We discriminate according to skill and commitment all the time.  Athletics is the obvious example, but think of others.  A student who qualifies for an academic (merit-based) scholarship and who joins an honors program has gone through a vetting process to demonstrate qualification and commitment.  If you join an honors program, you are promising that you will uphold that program’s standards and engage in the activities associated with that program.  You’re not likely to make it into the marching band if you don’t play one of the instruments that band director wants in the band and know how to march.

And perhaps closer to our point, a professor gets to determine pre-requisites for her classes and who it is who qualifies to take them.  In other words, she can discriminate.  She can decide that a student doesn’t qualify to be in the class and she can determine that a student is distracting others and have that student removed from the class – permanently.

So, rather than thinking about “discrimination” in the usual sense, what if we thought about what these campus ministry leaders are trying to do more along the lines of education and development?  They have an educational and developmental mission – to bear fruit for the Kingdom, to introduce people to Jesus Christ and help them grow as disciples and servants.  Leadership in these groups involves a version of skill and commitment similar to what I’ve named above.  Some of what campus ministers do is not unlike an academic class.  Students study and learn and practice, without academic credit, of course, and without the status associated with professors and academic courses.
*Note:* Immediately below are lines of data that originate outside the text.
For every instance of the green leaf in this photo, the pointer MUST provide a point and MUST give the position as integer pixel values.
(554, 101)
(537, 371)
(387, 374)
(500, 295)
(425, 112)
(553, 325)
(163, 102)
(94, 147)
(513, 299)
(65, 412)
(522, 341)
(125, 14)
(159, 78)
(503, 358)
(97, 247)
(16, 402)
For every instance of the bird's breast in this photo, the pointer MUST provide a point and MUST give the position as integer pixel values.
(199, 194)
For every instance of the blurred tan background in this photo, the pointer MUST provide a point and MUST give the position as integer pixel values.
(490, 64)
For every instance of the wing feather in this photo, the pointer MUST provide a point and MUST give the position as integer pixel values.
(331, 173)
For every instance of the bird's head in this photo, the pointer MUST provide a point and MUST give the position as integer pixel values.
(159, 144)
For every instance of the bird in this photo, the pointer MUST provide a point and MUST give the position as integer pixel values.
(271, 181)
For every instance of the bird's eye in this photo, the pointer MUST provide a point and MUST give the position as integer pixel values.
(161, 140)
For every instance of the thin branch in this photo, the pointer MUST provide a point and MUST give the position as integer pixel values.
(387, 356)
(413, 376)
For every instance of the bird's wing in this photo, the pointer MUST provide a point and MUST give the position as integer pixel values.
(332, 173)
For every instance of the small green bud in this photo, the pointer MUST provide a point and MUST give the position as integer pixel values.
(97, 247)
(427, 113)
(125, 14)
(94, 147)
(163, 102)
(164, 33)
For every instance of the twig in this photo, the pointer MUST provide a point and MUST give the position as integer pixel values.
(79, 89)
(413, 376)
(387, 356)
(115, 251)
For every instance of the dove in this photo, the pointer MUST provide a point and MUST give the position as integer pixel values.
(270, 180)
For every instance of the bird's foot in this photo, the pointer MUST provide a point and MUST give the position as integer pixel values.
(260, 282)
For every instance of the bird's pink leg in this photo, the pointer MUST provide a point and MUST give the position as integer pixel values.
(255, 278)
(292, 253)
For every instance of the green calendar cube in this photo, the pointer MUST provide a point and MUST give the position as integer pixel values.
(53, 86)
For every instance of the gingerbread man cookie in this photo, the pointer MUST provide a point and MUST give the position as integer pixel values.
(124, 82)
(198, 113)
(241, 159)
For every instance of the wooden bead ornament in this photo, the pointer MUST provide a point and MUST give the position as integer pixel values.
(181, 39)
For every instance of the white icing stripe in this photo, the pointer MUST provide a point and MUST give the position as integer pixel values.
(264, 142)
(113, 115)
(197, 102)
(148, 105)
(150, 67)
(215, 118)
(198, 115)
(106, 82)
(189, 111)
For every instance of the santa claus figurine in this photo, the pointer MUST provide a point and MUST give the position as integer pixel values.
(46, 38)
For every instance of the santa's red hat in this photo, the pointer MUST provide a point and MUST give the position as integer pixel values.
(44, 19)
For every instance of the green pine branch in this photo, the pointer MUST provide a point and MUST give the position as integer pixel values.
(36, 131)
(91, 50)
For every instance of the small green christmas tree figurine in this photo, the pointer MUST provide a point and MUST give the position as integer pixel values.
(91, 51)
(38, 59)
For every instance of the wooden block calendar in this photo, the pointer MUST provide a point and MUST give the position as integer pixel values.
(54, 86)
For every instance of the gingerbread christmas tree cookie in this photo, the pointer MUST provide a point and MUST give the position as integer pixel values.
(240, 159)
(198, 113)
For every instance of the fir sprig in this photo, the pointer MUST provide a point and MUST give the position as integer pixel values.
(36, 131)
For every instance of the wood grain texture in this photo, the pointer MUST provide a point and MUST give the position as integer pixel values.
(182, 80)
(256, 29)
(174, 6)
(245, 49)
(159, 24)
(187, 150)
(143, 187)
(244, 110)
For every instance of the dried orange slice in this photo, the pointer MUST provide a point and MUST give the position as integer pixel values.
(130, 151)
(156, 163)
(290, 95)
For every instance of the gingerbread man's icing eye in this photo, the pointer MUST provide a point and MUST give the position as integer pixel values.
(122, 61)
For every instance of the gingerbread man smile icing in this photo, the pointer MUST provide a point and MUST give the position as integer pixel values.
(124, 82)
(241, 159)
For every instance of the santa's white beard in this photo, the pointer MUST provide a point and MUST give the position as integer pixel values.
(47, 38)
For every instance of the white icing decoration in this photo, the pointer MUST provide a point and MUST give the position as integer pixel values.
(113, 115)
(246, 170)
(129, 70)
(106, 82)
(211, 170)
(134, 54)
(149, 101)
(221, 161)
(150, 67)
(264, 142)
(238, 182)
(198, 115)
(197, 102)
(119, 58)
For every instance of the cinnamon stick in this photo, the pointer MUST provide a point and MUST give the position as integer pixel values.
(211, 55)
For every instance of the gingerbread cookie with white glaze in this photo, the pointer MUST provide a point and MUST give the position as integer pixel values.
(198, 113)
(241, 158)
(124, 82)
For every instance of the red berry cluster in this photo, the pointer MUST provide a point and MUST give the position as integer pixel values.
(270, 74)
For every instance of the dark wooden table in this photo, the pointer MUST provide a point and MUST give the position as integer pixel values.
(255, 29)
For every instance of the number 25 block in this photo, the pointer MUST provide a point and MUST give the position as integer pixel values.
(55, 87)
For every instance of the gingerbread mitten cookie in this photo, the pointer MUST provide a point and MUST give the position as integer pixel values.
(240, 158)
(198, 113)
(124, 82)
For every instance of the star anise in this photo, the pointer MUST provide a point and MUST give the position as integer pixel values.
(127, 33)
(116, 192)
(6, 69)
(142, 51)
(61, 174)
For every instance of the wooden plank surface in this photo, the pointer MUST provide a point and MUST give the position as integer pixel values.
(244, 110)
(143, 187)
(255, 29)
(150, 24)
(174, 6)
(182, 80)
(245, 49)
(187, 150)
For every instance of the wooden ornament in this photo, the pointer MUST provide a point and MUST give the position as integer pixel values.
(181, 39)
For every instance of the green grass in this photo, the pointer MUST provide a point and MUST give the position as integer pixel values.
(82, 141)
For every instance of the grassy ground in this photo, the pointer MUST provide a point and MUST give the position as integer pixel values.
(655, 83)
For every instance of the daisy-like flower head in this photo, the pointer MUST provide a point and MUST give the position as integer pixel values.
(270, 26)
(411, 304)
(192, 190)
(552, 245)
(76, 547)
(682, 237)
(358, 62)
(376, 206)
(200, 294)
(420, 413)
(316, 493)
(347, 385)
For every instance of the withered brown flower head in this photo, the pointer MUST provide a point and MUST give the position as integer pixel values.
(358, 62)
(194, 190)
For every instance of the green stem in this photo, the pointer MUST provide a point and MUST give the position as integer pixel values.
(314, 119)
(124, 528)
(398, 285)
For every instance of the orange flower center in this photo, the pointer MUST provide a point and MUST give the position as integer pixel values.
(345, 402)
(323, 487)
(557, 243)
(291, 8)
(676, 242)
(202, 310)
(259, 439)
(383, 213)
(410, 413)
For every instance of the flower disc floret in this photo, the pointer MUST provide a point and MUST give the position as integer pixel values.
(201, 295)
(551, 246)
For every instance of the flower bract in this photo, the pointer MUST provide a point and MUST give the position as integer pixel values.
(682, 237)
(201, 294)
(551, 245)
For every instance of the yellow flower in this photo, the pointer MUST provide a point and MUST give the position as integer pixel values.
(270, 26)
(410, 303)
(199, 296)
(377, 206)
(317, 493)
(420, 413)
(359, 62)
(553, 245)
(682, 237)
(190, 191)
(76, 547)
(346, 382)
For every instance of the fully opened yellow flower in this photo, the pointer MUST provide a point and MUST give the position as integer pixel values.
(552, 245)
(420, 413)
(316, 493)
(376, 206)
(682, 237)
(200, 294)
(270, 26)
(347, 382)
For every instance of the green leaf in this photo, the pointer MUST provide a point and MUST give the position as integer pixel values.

Regarding how schools decide whether to recognize a particular campus ministry group, I think this analogy helps.  Imagine if a professor was forced to take any student who simply wanted take the class, even if that class had pre-requisites.  I can tell you, the professor in question would legitimately complain about academic freedom, about the infringement upon her ability to do her job.

Now think of the campus ministers who are trying to meet a discipleship goal (pedagogy, by the way, just is a kind of discipleship).  Imagine being forced to take anyone as a small group or Bible study leader, even if that person is completely ignorant of the Bible and the doctrines associated with the group.

I realize that the reality on the ground will likely look much different than the alarming scenarios people have drawn over atheists infiltrating campus ministries and the Young Republicans taking over the Young Democrats.  I understand that the California law has qualifications to try to prevent this sort of thing.  But that’s not my main point.  It is, rather, that people making these decisions need to see this situation from another angle, from the educational mission of campus ministries (and the benefit for the common good such educational ministries have on a campus).  The  laws that tie ministry leaders’ hands in determining who is qualified to serve as leaders in the organizations for which those leaders are responsible – those laws are unjust.

 

 

About Stephen Rankin

Professionally I am an ordained elder in the United Methodist Church. I currently serve as University Chaplain at Southern Methodist University. Personally I am married to Joni and we have four grown children and four grandchildren. You can find my personal thoughts on this site, as well as on twitter at @stephenwrankin.

Comments

  1. Karl Baumgardner says:

    Amen!

  2. Steve: Thanks for linking to my piece (interested readers can also check out my response to the Bowdoin decision here http://johnwhawthorne.com/2014/06/12/pluralism-in-a-post-christian-culture-a-defense-of-bowdoin/).

    Two other levels of complexity I’d add to your piece (and I share ignorance on these questions). First, is there a sense in which schools are trying to make sure that student organizations are open to ALL students; not just as a legal accommodation in light of the Harding decision but because they really think that should what legitimated student organizations are for?

    Second, what’s the difference between a campus ministry operated by the UMC on the one hand and a student organization on the other? Do their meetings differ in character? Or is one supported by a denomination (and likely meets across the street from campus) and the other by student fees?